# Aviation Database

Cleans Aviation Dataset According to the Needs of Future Implimentation. Current version outputs dataframe as a csv to "../output/CleanAviationData.csv"

Provided by Kheirallah Samaha
<br>
https://www.kaggle.com/datasets/khsamaha/aviation-accident-database-synopses

In [1]:
# Import dependencies
from pymongo import MongoClient
from pprint import pprint
import pandas as pd
from datetime import datetime

In [2]:
mongo = MongoClient(port=27017)

In [3]:
!mongoimport --type csv -d aviation -c accidents --headerline --drop "..\\data\\AviationData.csv"

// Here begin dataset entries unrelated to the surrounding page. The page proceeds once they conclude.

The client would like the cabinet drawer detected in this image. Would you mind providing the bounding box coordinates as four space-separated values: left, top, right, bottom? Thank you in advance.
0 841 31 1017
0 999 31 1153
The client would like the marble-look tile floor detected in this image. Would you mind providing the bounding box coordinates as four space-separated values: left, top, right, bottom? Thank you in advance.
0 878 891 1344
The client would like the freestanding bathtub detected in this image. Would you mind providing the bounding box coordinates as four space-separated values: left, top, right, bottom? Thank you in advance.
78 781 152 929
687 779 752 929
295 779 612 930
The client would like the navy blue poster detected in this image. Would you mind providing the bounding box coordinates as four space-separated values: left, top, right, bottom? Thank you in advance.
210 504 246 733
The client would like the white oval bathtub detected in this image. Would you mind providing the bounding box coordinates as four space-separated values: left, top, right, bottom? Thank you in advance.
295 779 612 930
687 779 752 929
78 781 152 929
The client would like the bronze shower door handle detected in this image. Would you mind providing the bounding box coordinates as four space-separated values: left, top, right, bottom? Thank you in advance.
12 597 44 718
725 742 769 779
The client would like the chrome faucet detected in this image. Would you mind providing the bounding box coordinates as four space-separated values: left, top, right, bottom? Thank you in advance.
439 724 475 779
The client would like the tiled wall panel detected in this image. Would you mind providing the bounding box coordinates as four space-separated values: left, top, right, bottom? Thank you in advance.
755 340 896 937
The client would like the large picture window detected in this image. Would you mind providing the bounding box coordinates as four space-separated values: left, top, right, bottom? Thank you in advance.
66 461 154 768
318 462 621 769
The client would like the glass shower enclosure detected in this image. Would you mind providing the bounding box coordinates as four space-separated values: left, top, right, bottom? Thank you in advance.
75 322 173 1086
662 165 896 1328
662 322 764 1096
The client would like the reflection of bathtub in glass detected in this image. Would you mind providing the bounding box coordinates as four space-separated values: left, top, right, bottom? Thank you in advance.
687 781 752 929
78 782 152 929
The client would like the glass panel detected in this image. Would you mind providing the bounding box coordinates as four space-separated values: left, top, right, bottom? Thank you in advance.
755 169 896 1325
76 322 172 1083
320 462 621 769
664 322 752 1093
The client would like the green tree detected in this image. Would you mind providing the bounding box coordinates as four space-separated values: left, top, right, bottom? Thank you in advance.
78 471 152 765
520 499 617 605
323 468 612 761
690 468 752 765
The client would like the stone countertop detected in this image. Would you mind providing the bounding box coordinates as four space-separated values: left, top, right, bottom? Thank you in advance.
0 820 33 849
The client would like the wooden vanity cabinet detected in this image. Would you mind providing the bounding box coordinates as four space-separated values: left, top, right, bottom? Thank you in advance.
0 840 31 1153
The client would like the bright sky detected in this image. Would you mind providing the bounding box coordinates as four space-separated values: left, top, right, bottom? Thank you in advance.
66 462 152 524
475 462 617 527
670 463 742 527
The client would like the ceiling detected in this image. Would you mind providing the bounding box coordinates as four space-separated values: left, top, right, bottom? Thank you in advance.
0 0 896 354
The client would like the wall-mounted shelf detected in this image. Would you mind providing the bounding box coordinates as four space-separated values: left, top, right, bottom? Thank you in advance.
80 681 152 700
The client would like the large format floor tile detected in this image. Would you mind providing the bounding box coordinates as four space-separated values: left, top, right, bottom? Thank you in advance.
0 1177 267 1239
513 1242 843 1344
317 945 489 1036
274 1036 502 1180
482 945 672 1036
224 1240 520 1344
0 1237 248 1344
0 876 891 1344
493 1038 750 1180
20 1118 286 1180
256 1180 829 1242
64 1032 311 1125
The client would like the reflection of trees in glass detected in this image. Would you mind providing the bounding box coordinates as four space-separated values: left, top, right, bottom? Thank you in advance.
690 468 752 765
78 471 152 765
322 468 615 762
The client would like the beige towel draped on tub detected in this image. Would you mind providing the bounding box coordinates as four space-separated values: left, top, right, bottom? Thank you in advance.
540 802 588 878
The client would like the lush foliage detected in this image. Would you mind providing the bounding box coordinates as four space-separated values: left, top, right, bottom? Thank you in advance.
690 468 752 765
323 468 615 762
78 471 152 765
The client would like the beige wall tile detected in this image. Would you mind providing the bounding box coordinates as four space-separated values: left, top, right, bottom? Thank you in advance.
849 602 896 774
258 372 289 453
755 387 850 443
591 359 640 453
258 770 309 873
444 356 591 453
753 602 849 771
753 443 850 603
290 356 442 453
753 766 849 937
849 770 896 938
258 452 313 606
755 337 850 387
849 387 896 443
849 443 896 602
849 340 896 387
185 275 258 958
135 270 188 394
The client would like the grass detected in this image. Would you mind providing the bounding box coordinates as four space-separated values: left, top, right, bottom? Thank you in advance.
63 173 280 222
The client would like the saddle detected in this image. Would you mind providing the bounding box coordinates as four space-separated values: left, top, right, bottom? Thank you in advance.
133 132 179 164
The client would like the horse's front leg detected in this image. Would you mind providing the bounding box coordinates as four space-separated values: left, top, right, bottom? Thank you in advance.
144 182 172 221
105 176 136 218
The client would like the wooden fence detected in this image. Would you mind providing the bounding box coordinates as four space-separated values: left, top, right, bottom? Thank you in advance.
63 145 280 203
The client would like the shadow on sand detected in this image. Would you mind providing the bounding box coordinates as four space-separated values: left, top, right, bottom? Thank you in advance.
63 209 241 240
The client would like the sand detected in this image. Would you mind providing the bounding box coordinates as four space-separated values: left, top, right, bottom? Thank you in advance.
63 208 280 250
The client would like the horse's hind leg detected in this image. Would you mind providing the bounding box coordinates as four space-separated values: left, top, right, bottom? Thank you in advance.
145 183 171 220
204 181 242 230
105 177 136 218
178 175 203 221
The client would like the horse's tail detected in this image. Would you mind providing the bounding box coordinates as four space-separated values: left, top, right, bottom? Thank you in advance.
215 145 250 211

!mongoimport --type csv -d aviation -c state_codes --headerline --drop "..\\data\\USState_Codes.csv"

2023-04-17T19:46:33.909-0500	connected to: mongodb://localhost/
2023-04-17T19:46:33.910-0500	dropping: aviation.accidents
2023-04-17T19:46:36.695-0500	88889 document(s) imported successfully. 0 document(s) failed to import.
2023-04-17T19:46:37.356-0500	connected to: mongodb://localhost/
2023-04-17T19:46:37.357-0500	dropping: aviation.state_codes
2023-04-17T19:46:37.381-0500	62 document(s) imported successfully. 0 document(s) failed to import.


In [4]:
db = mongo.aviation
accident_c = db.accidents
state_c = db.state_codes

In [5]:
# change Event.Date to Date codes
accident_c.aggregate([{
    "$project": {
        "Event.Date": {
            "$toDate": "$Event.Date"
            }
        }
    }
])


<pymongo.command_cursor.CommandCursor at 0x2b9b1751c88>

In [6]:
# exclude flight records without coordinate data

query = {
    "Latitude": {"$ne":""},
    "Longitude": {"$ne":""}
}

limit = 3

fields = {
    "Event.Date": 1,
    "Latitude": 1,
    "Longitude": 1
}

pprint(list(accident_c.find(query, fields).limit(limit)))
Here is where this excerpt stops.